When signing up the user could be given the option to enable alternate authentication via FIDO2, Password, or Passwordless (email). Otherwise authenticating another device works by approving a new device from an existing one.
> Ideally they would run some kind of CA and users would generate keys local to the device with some kind of alternate authentication when setting up the device initially.
This presents a bit of a chicken and egg problem for how to secure the initial signup. Most services now use "control of email address" which has its own issues.
> Generating keys is cheap and the fact that your key could be tracked across services is a problem you'd want to avoid upfront. This is already an issue with things like SSH where you can finger-print devices when they present their public keys.
There are concerns about tracking, but that can be done without a private key. There are pros and cons for both singular and multiple keys one of the pros for a single keypair being your keypair does identify you as you. That's bad for tracking but it's good for more trustworthy authentication. Ideally, for some uses you could as a person get a signed personal cert and it'd be as good as government ID.

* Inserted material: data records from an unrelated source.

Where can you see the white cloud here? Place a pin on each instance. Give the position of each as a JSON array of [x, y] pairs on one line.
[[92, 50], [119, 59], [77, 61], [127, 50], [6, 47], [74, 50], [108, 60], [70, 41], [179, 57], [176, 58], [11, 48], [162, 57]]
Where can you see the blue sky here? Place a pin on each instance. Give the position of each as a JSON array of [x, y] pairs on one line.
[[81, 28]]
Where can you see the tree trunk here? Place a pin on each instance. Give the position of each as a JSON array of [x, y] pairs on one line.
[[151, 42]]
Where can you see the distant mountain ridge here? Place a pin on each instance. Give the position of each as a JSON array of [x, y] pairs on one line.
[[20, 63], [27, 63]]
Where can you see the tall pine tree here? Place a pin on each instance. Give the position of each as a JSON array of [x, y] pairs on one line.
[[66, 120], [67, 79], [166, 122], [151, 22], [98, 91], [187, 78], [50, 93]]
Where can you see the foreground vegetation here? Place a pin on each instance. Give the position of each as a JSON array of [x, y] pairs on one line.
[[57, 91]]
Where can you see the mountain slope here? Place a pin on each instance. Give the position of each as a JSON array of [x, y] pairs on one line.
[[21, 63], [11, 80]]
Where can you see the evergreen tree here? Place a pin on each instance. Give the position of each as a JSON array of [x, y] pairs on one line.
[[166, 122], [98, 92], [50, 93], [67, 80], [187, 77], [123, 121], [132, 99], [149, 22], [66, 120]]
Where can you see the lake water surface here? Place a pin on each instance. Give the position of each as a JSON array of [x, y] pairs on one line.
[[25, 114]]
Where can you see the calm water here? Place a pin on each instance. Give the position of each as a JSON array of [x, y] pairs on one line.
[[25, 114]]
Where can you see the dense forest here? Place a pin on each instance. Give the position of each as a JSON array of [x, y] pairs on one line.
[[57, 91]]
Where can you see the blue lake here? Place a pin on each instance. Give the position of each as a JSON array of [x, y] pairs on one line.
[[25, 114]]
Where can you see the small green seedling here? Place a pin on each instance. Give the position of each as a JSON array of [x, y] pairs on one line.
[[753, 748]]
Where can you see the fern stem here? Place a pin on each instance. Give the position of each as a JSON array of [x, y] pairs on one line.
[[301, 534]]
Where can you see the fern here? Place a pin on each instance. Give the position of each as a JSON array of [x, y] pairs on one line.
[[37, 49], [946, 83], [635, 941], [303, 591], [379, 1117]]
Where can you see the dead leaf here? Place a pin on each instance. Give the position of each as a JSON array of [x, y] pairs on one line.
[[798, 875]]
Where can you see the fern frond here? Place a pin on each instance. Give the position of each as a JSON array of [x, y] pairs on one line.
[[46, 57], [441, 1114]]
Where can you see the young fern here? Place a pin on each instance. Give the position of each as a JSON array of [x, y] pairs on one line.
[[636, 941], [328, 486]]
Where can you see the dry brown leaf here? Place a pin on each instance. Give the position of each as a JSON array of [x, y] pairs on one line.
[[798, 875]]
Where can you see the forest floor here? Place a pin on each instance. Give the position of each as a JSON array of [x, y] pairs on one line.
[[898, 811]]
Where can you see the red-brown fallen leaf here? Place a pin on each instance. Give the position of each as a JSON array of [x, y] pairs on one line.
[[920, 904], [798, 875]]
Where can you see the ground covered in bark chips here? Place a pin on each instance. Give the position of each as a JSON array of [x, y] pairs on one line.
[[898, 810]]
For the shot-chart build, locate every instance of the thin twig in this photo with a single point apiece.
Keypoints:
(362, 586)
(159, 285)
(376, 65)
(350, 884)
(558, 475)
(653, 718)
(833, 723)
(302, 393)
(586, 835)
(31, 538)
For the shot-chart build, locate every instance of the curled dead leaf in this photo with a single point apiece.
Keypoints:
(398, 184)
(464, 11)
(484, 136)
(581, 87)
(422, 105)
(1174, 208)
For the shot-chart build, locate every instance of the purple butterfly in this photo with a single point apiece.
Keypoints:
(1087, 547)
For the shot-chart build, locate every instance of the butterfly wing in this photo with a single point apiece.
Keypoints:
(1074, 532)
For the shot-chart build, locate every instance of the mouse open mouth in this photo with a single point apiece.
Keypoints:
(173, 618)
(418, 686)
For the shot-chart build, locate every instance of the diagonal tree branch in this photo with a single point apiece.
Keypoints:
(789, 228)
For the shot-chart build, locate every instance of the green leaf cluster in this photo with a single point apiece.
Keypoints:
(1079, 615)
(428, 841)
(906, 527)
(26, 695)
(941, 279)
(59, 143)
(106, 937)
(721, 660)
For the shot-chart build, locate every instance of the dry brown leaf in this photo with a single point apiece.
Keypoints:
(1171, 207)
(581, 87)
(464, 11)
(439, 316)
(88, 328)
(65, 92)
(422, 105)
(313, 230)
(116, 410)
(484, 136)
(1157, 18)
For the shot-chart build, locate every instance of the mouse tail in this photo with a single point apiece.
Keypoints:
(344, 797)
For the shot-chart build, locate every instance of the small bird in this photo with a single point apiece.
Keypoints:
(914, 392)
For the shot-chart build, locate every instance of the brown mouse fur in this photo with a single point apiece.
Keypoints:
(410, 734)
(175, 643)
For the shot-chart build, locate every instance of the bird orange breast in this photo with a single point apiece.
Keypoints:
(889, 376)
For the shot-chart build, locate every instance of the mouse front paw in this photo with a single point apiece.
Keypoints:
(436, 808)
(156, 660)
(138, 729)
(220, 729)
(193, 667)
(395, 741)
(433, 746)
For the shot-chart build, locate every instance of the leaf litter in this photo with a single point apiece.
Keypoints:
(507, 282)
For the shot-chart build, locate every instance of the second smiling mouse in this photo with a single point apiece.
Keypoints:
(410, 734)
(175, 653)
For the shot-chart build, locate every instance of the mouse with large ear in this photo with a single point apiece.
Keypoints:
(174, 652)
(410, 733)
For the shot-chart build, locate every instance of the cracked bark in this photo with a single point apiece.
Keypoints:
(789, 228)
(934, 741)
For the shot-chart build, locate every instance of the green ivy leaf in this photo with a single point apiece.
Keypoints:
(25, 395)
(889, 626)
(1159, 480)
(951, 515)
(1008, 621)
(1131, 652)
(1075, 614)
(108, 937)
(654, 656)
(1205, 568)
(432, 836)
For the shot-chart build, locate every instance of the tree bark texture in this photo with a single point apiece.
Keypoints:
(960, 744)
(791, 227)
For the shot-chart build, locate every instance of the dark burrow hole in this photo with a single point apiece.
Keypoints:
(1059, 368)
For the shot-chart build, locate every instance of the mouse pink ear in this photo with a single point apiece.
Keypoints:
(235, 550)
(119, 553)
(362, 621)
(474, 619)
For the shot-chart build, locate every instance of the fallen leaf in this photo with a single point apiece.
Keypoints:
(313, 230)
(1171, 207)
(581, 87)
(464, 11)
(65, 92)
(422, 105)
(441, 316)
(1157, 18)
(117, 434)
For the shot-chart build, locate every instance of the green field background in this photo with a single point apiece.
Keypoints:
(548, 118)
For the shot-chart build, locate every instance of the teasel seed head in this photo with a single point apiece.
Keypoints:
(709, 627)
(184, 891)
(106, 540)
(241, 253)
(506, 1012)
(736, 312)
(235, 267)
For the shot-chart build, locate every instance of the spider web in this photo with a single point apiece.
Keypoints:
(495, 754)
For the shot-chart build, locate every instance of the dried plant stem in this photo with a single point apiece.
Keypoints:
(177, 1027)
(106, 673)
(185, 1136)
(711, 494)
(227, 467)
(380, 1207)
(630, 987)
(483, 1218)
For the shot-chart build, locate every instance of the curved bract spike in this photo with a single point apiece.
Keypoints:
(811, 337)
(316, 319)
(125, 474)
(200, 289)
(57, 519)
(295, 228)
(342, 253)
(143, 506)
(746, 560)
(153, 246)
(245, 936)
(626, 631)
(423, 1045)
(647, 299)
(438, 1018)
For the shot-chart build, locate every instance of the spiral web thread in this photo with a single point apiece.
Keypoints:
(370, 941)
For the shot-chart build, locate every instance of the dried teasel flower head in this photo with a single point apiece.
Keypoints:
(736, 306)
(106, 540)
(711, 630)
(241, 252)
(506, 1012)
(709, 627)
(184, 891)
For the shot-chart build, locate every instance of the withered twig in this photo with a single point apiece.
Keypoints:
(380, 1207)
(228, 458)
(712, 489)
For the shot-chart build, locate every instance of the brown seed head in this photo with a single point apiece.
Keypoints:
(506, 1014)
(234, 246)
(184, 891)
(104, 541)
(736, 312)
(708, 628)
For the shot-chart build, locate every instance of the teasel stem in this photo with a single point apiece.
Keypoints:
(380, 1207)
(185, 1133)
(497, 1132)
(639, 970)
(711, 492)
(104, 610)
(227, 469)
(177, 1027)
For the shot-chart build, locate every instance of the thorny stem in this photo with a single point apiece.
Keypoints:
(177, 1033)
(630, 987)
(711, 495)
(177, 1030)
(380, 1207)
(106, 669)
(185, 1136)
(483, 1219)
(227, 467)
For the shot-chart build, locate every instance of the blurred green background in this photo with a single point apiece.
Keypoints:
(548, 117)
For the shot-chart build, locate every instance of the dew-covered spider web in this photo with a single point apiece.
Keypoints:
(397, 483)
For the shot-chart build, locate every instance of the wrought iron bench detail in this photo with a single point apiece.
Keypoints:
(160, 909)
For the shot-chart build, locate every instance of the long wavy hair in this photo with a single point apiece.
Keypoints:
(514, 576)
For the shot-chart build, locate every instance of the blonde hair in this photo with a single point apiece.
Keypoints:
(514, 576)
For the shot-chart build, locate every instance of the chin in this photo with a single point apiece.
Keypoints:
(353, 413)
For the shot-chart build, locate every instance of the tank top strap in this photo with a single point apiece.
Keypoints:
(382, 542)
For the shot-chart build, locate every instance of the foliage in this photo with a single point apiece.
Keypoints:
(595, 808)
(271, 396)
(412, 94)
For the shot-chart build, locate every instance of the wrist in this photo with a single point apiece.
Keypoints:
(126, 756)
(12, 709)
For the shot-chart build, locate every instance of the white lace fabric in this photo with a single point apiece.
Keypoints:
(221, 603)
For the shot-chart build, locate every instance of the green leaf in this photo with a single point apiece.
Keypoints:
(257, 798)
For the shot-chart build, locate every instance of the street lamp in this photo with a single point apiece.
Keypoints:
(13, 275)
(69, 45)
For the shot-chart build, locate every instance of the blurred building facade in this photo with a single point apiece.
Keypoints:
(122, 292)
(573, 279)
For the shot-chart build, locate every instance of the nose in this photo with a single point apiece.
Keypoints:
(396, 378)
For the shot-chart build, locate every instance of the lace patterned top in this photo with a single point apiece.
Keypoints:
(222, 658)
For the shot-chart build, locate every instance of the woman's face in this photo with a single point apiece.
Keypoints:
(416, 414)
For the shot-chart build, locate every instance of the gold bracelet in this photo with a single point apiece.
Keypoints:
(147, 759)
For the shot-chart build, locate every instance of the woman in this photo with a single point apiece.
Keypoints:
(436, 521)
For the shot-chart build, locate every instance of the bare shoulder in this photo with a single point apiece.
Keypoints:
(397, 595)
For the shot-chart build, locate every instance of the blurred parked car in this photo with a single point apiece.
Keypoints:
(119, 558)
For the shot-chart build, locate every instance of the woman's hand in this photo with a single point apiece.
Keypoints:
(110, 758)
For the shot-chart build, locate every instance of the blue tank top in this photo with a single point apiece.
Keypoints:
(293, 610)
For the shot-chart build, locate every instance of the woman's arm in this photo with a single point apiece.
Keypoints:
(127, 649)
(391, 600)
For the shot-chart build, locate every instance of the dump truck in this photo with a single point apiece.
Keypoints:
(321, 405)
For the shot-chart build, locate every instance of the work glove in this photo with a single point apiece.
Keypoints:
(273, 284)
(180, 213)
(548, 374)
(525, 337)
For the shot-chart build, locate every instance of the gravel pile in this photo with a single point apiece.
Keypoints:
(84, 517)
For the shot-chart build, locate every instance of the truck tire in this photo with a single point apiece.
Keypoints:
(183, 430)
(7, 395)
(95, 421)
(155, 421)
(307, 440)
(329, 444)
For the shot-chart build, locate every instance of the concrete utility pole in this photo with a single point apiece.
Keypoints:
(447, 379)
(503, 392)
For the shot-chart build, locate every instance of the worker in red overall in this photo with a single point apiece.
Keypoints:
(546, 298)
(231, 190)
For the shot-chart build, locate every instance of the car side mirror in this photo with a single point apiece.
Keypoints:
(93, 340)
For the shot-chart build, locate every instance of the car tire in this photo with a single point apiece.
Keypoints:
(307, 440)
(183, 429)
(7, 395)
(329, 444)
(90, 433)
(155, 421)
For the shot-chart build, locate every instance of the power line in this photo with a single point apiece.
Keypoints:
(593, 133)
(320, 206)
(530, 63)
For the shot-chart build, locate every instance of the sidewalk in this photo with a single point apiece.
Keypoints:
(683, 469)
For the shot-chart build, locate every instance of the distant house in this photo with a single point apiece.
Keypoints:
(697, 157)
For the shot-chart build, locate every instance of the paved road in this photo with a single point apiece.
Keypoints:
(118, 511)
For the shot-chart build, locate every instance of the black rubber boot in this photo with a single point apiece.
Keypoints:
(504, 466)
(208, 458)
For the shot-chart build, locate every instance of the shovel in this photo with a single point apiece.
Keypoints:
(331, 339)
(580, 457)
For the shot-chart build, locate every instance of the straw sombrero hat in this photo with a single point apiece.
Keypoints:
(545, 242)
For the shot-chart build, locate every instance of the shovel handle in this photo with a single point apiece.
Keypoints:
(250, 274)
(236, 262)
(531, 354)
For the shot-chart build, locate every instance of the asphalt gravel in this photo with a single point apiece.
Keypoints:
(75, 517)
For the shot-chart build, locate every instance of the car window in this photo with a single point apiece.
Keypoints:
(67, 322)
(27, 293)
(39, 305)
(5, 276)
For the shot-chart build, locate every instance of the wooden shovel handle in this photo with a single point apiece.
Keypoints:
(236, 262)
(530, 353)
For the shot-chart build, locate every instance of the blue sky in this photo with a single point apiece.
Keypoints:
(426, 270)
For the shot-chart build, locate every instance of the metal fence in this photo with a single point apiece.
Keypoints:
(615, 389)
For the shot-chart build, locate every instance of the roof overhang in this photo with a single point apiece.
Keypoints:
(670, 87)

> When signing up the user could be given the option to enable alternate authentication via FIDO2, Password, or Passwordless (email). Otherwise authenticating another device works by approving a new device from an existing one.
A good first step for reused or unique-per-service or even unique-per-service-and-device keypairs would be to allow a user authenticated by password or whatever to upload a public cert (possibly via web form) and enable access to the account (or portions of the account) going forward only to sessions initiated with that client cert and key.
S/MIME handles some issues of key propagation pretty simply in that a sender, A, signing a message is sufficient for the recipient, B, to then send encrypted email to B. The initial S/MIME installation of the user's own S/MIME certificate is still more involved. However, it might be as simple with web apps and other apps that use a web or web-like remote API to have an option to auto-trust certs going forward that are used to log in to the account by other means (like password and Yubikey).
When can we just have client side certificates? That would be a great way to deal with most of the problems that emailing a "magic login link" (or just normal email based accounts) doesn't solve.